Prabowo Lantik Panglima Kodam dan Komandan Brigade: Pentingnya Contoh Pemimpin

Prabowo Lantik Panglima Kodam dan Komandan Brigade, Tekankan Pemimpin Harus Jadi Contoh

Presiden Republik Indonesia Prabowo Subianto kembali menegaskan pesan lama yang ia anggap paling penting dalam kepemimpinan militer: seorang pemimpin tidak cukup hanya memberi perintah, tetapi harus hadir sebagai contoh di depan pasukannya. Pesan itu ia sampaikan saat melantik Jenderal Tandayo Budi sebagai Wakil Panglima TNI, sekaligus melantik sejumlah panglima kodam, komandan brigade, dan batalyon teritorial.

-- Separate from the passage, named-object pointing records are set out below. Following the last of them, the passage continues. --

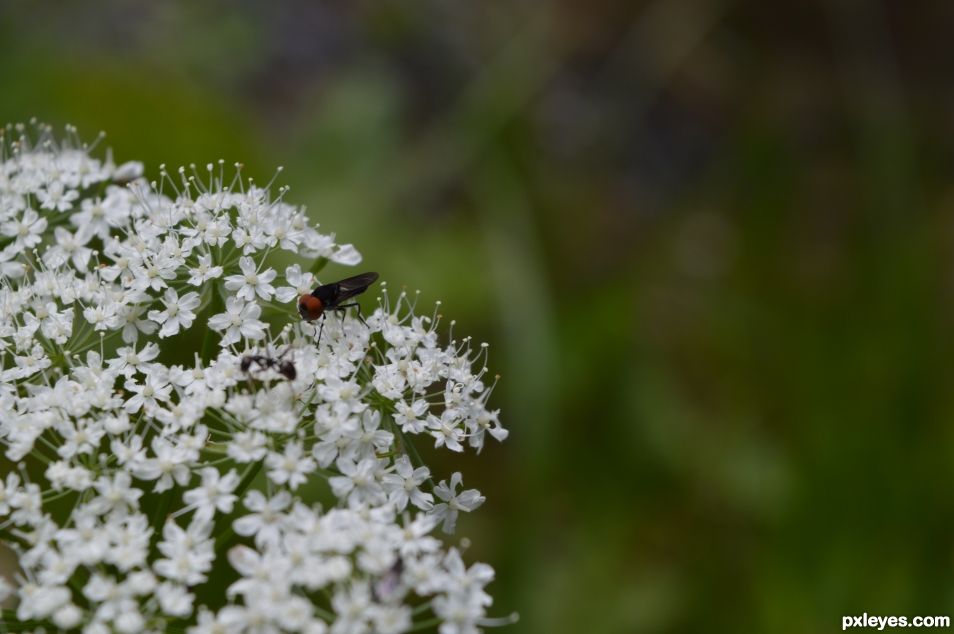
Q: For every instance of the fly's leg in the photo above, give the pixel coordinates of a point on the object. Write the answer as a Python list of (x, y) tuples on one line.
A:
[(321, 329)]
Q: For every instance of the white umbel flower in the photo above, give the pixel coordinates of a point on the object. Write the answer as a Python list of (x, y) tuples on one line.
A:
[(166, 437)]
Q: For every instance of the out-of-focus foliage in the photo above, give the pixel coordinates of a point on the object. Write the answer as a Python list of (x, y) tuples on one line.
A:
[(710, 242)]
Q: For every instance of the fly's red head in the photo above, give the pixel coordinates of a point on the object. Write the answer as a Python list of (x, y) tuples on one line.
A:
[(310, 307)]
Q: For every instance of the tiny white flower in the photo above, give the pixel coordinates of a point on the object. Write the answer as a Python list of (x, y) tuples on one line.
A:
[(178, 314), (251, 282), (239, 320)]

Kepemimpinan diukur dari keberanian melindungi pasukan

Dalam sambutannya, Prabowo menyoroti bahwa jabatan di tubuh TNI bukan sekadar posisi struktural. Menurut dia, seorang panglima harus mampu menjadi garda terdepan, terutama ketika prajurit menghadapi medan yang berbahaya. Ia menekankan bahwa pemimpin wajib memberi perlindungan, arahan, dan teladan yang nyata, bukan hanya instruksi dari jauh.

Prabowo juga memberikan piagam penghargaan Bintang Sakti kepada para prajurit yang dinilai memiliki integritas tinggi. Pemberian penghargaan itu menjadi bagian dari penegasan bahwa dedikasi dan keteladanan di lapangan tetap menjadi ukuran penting dalam tubuh militer.

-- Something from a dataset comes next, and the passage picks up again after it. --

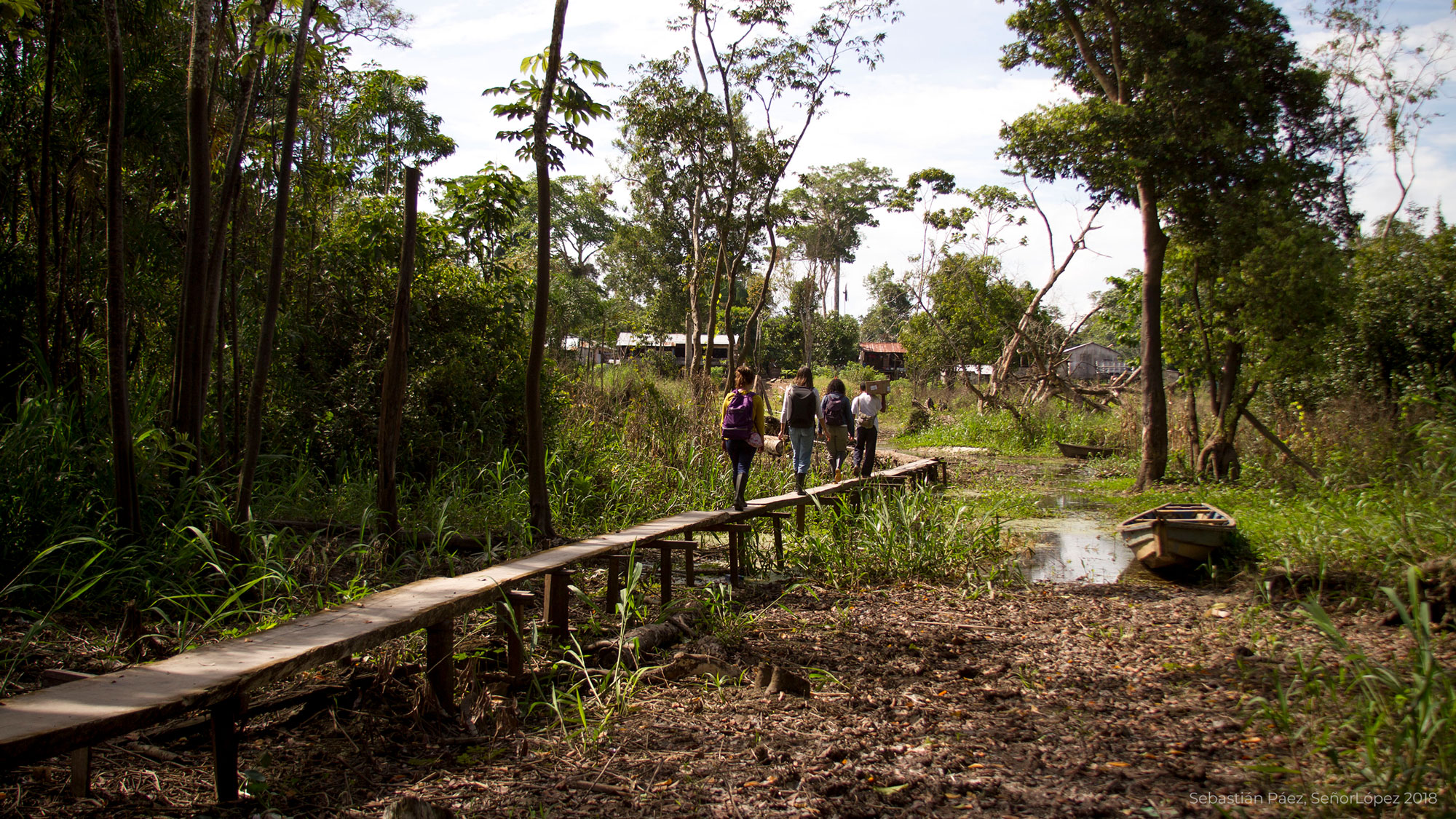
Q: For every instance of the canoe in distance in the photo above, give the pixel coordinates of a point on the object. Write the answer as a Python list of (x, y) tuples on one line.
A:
[(1081, 451), (1177, 534)]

TNI diminta melatih prajurit tanpa kekejaman

Lebih jauh, Prabowo mengingatkan bahwa TNI lahir dari rakyat dan mengabdi untuk rakyat. Karena itu, ia menitipkan pesan kepada seluruh pimpinan TNI agar membina prajurit dengan baik, tanpa kekejaman, serta tetap menjunjung sisi kemanusiaan dalam proses pelatihan.

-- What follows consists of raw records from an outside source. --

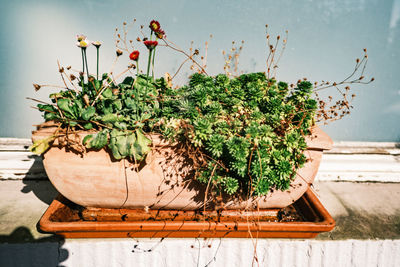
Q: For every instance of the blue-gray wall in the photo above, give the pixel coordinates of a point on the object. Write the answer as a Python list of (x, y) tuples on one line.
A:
[(325, 37)]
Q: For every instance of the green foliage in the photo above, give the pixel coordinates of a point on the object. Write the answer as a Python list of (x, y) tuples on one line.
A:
[(250, 130), (118, 114), (252, 126)]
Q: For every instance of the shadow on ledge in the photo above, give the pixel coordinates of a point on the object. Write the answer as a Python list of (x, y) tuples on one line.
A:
[(36, 181), (359, 225), (20, 248)]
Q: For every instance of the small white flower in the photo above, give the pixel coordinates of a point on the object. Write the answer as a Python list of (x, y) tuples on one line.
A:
[(80, 37), (83, 44)]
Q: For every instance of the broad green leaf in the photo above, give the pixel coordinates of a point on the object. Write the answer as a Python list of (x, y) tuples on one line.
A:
[(64, 105), (41, 146), (87, 138), (142, 145), (117, 104), (120, 125), (99, 140), (50, 116), (128, 81), (109, 118), (88, 126), (107, 93), (122, 146)]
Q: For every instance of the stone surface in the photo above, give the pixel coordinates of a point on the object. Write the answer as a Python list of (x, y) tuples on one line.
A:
[(361, 210)]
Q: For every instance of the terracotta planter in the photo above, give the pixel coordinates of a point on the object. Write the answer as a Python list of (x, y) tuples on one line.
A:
[(162, 182)]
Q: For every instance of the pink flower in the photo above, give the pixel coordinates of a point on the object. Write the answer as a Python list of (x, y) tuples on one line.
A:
[(150, 44), (154, 26), (134, 55)]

Prajurit disebut bagian dari keluarga besar bangsa

Dalam pandangannya, prajurit bukan sosok yang berdiri terpisah dari masyarakat, melainkan bagian dari keluarga besar bangsa. Prabowo menekankan bahwa kekuatan TNI justru terletak pada kedekatannya dengan rakyat, karena pada akhirnya seluruh pengabdian itu bermuara pada perlindungan dan kepentingan masyarakat luas.

Pesan yang disampaikan dalam pelantikan tersebut memperlihatkan arah yang ingin ditekankan Prabowo: kepemimpinan TNI harus dibangun di atas keteladanan, disiplin, dan keberpihakan pada keselamatan prajurit maupun rakyat yang dilindungi.